The risk is "tiny," in the words of New Scientist magazine, but an international research study concludes that oral sex could cause mouth cancer.

About one in 10,000 people develops mouth cancer each year, and more likely causes are smoking and drinking, the magazine points out. Scientists at the International Agency for Research on Cancer (IARC) are not recommending any changes in behavior.

A particular strain of the human papillomavirus (HPV) -- a very common source of sexually transmitted infection -- has been linked to cancer of the cervix. The same HPV16 strain was found in most of the studied cases of oral cancer, according to the IARC researchers, based in Lyon, France.

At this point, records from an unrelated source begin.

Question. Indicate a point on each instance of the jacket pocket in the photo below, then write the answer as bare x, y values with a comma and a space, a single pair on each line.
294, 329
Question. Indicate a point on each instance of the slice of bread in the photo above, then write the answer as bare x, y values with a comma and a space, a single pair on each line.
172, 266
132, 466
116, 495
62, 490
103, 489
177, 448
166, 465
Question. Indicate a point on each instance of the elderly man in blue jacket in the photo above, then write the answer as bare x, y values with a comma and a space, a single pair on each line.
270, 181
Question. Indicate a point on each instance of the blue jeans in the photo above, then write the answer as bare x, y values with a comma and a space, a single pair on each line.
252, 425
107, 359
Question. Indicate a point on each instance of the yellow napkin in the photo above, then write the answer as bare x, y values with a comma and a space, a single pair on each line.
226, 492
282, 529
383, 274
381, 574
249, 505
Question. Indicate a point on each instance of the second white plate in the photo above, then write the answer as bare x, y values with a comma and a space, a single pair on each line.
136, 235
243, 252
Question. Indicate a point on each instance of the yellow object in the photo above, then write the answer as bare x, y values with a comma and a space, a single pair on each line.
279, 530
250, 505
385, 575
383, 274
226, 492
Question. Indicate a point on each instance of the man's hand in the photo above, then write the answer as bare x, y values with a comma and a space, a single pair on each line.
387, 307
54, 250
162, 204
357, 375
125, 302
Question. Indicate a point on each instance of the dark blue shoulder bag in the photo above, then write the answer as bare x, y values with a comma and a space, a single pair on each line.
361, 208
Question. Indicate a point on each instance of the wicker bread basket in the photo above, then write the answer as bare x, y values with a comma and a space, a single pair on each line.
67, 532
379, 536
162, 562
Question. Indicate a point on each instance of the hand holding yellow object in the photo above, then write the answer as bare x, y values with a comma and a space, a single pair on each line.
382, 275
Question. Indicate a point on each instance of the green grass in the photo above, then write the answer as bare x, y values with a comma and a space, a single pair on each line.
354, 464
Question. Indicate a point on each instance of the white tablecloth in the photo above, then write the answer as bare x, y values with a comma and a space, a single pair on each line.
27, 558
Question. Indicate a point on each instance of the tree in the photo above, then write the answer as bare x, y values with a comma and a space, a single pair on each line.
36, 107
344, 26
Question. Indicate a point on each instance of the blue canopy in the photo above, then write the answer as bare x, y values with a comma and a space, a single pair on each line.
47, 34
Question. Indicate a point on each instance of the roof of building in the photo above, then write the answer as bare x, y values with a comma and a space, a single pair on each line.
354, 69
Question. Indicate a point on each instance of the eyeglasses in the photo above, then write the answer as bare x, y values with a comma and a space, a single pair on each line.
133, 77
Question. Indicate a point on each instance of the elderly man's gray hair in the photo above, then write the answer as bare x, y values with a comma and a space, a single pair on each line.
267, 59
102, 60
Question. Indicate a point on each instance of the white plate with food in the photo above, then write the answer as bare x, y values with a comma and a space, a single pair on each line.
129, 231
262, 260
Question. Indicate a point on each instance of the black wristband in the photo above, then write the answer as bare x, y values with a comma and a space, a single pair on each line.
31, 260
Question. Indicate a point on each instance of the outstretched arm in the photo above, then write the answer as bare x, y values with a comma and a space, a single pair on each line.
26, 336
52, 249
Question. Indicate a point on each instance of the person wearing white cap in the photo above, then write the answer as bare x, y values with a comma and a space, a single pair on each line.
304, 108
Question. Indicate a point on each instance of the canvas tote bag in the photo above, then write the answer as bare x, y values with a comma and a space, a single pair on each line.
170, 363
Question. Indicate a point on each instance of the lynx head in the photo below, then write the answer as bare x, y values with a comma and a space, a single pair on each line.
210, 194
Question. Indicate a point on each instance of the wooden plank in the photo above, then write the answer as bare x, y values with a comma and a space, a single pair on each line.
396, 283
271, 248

The study, published in the Journal of the National Cancer Institute, involved more than 3,400 participants. People with oral cancers containing the HPV16 strain were three times as likely to have had oral sex as oral cancer patients without the strain, the magazine says. And there was no statistical difference between men and women in how likely the virus was to be present in their cancers, according to the magazine's summary.

At any one time, about one-third of 25-year-old women in the United States are infected with HPV, New Scientist says. It is thought that about 10 percent of infections involve cancer-causing strains, and 95 percent of women will rid themselves of the infection within a year, the magazine adds.